Brussels – There were at least six children and a pregnant woman among the 12 migrants who died while attempting to cross the English Channel aboard an overflowing makeshift boat. This was announced by French authorities, who are conducting the investigation. The governments of the two countries are bouncing responsibility for the incident as they increase controls at their borders.
The shipwreck occurred on Tuesday (September 3) and involved a boat carrying at least sixty people, far more than it could have accommodated. Rescuers managed to bring 51 of them to safety (two of whom were reportedly in critical condition), but for at least 12, there was nothing to be done. According to initial reports, just eight of the boat’s guests wore life jackets. Among the victims, who, according to the authorities in Boulogne-sur-Mer (a French resort near Le Portel, off whose coast the tragedy occurred), reportedly were mostly female, there was also one pregnant woman and six unaccompanied minors. It appears that most of the deceased were of Eritrean origin, but it is still too early for their nationalities to be accurately identified.
The Executive Director of Frontex (the EU agency for monitoring the bloc’s external borders), Hans Leijtens, was in a hearing this morning (September 4) at the European Parliament’s Civil Liberties Committee (LIBE). Asked by MEPs about the incident, he commented by pointing out that “it is the traffickers and migrants who decide” to embark and cross the sea – be it the Mediterranean or the English Channel. “We can only try to spot them, figure out how they are sailing and raise the alarm” to national authorities, he added: “Obviously, if we have manpower on the ground, we deploy them to save lives (of the shipwrecked, NDR), but in most cases, our role is to identify the boats and alert the authorities.”
The “crisis of the barges” that cross the Channel from the Continent to Britain has become an increasingly divisive issue between Paris and London, who exchange accusations as people continue to die in the tiny arm of the sea separating the two countries. The French Interior Minister Gérald Darmanin declared right from Boulogne-sur-Mer that the UK “pays a fraction” of what is spent by the transalpine government to prevent tragedies like this one, calling for a specific treaty on migration between the EU and its former member state. Since security measures have been tightened in France (thanks in part to the 476 million pounds check over three years written by Her Majesty’s government last year), departures are taking place from increasingly dangerous places and in boats that are almost always unsuitable for the crossing.
On the other side of the Channel, British Secretary of State Yvette Cooper called the incident “a horrific and deeply tragic incident,” stressed the need to dismantle the criminal networks of traffickers who put desperate people at sea in dilapidated boats and even in adverse weather conditions. But Keir Starmer’s new Labour government—which also trashed its predecessors’ infamous plan to deport asylum seekers to Rwanda— does not seem intent on adopting much softer policies toward those who risk their lives to reach British shores.
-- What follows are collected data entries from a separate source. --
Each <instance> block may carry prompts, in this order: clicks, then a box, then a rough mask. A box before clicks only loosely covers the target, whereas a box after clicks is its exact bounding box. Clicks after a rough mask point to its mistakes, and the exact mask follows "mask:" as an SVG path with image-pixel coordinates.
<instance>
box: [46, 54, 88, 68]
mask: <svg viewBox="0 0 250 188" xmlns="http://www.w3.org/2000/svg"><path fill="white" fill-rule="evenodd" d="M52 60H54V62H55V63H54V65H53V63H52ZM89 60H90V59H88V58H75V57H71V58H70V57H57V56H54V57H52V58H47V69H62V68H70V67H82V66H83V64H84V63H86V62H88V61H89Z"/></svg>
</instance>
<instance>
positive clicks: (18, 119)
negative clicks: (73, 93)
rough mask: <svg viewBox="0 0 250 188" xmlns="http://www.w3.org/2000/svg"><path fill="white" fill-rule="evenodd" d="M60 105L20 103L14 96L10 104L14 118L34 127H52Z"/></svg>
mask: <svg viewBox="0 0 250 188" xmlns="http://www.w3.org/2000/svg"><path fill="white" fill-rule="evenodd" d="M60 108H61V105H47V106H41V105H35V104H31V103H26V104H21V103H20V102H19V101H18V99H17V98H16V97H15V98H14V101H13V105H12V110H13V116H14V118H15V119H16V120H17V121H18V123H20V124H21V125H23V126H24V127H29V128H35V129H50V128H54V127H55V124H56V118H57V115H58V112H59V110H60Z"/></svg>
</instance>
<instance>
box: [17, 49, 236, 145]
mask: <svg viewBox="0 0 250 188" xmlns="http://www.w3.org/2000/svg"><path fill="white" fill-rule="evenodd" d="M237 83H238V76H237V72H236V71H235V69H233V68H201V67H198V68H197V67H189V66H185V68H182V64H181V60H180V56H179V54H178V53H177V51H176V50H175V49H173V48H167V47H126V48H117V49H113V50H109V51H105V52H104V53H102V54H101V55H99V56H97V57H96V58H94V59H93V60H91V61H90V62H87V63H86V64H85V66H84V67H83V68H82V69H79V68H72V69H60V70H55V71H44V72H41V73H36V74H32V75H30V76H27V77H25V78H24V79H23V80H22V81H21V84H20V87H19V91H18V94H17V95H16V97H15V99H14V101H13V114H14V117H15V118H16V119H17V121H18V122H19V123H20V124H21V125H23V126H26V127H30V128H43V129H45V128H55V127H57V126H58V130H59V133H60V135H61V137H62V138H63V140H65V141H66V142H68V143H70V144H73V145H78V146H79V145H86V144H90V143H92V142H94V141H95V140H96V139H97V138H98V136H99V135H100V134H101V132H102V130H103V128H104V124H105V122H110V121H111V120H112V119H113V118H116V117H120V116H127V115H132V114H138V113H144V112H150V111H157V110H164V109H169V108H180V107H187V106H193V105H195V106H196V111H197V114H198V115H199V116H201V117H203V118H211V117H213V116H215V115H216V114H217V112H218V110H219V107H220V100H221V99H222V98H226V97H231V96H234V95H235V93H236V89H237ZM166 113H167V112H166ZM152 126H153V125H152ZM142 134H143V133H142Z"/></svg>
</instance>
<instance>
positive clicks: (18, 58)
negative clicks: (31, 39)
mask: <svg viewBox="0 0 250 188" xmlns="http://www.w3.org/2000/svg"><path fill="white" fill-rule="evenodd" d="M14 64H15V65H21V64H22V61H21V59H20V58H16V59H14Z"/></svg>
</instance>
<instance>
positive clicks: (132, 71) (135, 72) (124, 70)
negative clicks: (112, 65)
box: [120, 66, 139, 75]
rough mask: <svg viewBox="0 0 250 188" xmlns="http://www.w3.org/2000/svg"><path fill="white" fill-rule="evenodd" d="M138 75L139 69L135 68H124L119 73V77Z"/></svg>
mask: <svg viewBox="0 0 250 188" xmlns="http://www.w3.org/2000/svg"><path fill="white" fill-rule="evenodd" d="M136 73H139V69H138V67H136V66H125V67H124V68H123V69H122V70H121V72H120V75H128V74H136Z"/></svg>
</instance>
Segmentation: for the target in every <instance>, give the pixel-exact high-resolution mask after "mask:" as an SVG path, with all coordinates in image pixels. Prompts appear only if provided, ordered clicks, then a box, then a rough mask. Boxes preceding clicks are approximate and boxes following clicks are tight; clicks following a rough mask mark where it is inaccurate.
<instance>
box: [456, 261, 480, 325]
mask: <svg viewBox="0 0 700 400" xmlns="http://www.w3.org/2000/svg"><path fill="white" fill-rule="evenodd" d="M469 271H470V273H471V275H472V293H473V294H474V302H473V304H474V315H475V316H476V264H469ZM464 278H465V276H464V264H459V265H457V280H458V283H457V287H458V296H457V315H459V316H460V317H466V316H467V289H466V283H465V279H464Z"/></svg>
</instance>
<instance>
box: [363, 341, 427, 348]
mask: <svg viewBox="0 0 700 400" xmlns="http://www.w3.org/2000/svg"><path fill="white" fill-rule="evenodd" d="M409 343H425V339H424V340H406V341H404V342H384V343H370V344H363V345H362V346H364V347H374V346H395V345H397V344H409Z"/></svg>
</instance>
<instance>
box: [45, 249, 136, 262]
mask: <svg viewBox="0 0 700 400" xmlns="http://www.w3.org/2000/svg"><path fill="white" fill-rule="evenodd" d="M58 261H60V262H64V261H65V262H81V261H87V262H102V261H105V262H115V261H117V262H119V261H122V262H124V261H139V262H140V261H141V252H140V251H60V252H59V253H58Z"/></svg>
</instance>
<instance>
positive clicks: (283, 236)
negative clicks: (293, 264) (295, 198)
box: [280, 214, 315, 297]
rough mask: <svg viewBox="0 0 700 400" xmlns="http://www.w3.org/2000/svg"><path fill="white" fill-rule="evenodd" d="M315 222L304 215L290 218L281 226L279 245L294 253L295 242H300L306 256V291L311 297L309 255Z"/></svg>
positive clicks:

With the approximately 300 million pounds earmarked by the Conservatives for the plan that will not see the light of day, London is, in fact, about to give birth to the Border security command, a kind of British Frontex which will rely on the intelligence services and use the powers conferred by anti-terrorism regulations to stop, in the premier’s statements, trafficking networks.
According to data compiled by the Guardian, approximately 21,400 people have crossed the Channel during the current year, slightly more than in 2023 but less than half as many as in 2022, when a record figure of more than 45,700 people was reached. In the past week alone, over 2,000 asylum seekers have landed in the UK, including more than 600 on August 28 alone. The Le Portel shipwreck is the tragedy that has claimed the most victims in 2024 (whose total has exceeded 30) and is the latest after the one last August 11, where two people lost their lives.